Na cola dessa dupla, que exala a graciosidade dos tradicionais narizes pintados do picadeiro, a plateia vive instantes de queixo caído (virtuose com oito claves), de romance (número com a plateia ao som The Total Eclipse of the Heart) e de tensão (número arriscado com facas). “Todas as manobras feitas têm uma evolução rítmica e refletem o próprio jogo entre os personagens, além de serem motivos para cada vez mais entendermos as lógicas de cada um deles. Mesmo com a excelência na arte do malabarismo, o jogo cômico entre os atores faz com que seja uma obra aberta à improvisação e ao erro. Buscamos deixar o jogo do malabares ainda mais divertido e participativo”, destaca Mallet.
A plateia
A irreverência do espetáculo acompanha o espectador por dias a fio. Para o açougueiro Rogério Aparecido Mascarini, o jogo entre os atores e a plateia se torna o ponto forte da montagem. “Ótimo, uma forma de entretenimento muito legal. Os dois prendem a atenção da plateia em todos os momentos. Ficamos presos e com vontade de participar das cenas, como foi o meu caso. Achei bastante interessante a forma como eles conduziram a presença do público na peça”, avalia Rogério.

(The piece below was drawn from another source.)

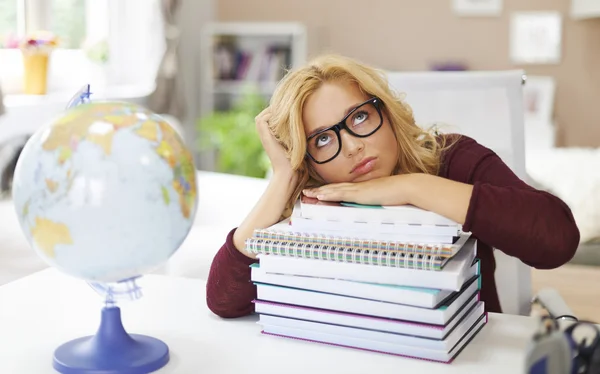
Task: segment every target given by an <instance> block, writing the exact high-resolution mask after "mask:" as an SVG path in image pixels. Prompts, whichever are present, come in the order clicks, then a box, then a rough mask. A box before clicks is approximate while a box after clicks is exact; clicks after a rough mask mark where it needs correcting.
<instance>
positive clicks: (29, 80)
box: [23, 52, 50, 95]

Sensação parecida saboreou a advogada Mariana Belone durante a pré-estreia do espetáculo no Centro de Convivência, em Campinas. Inevitável: amor à primeira participação no teatro de rua. “Uma vez, em um circo, o palhaço já tinha me pegado para ajudar em uma brincadeira. No espetáculo Circulando por Campinas, foi bem diferente. Achei sensacional e não esperava que minha participação fosse tão divertida. Espetáculos como esse deveriam estar sempre presentes nas praças”, destaca Mariana.
Projeto Circulando
Financiado pela edição 2014 do FICC (Fundo de Investimentos Culturais de Campinas) na categoria Artes Cênicas, a turnê de Circulando por Campinas prevê a apresentação de dez espetáculos em diversas áreas da cidade. Além de espaços abertos ao público, como o Centro de Convivência, a Estação Cultura e a Lagoa do Taquaral, a temporada também aterrissará nas cinco unidades do Núcleo de Ação Educativa Descentralizada de Campinas (NAED).
Detalhe: Circulando por Campinas se trata de uma ramificação dentro de um ousado projeto nacional capitaneado pela Los Circo Los, o Circulando Por AÍ. Ainda em fase de inscrição e aprovação em editais estaduais e nacionais, a ação prevê novas turnês do espetáculo por todas as regiões do Brasil, entre as quais Circulando Sobre Rodas (cidades do Estado de São Paulo) e Circulando na Real (municípios da Estrada Real). “A natureza do espetáculo permite isso: circular com o Circulando por lugares que a gente possa imaginar e até mesmo não imaginar”, resume Vitor.
A trupe
A Los Circo Los nasceu a partir de um encontro casual entre os artistas Rodrigo Mallet e Vitor Poltronieri. Desde o início da trupe, em 2004, a dupla investiga as inúmeras potencialidades e os diversos encontros possibilitados pelas virtuoses das artes circenses, entre as quais o malabarismo, as acrobacias individuais e coletivas, bem como a palhaçaria clássica dos picadeiros. No repertório, além de Circulando por Campinas, a trupe conta com outros três espetáculos: A Magia do Circo, Versão Brasileira e OlimPIADAS. Em 11 anos de estrada, a Los Circo Los arrebatou diversos prêmios em festivais pelo Brasil, entre os quais Festival de Teatro das Agulhas Negras (FESTAN) e Festival de Teatro de Paraguaçu Paulista (FETEAPP).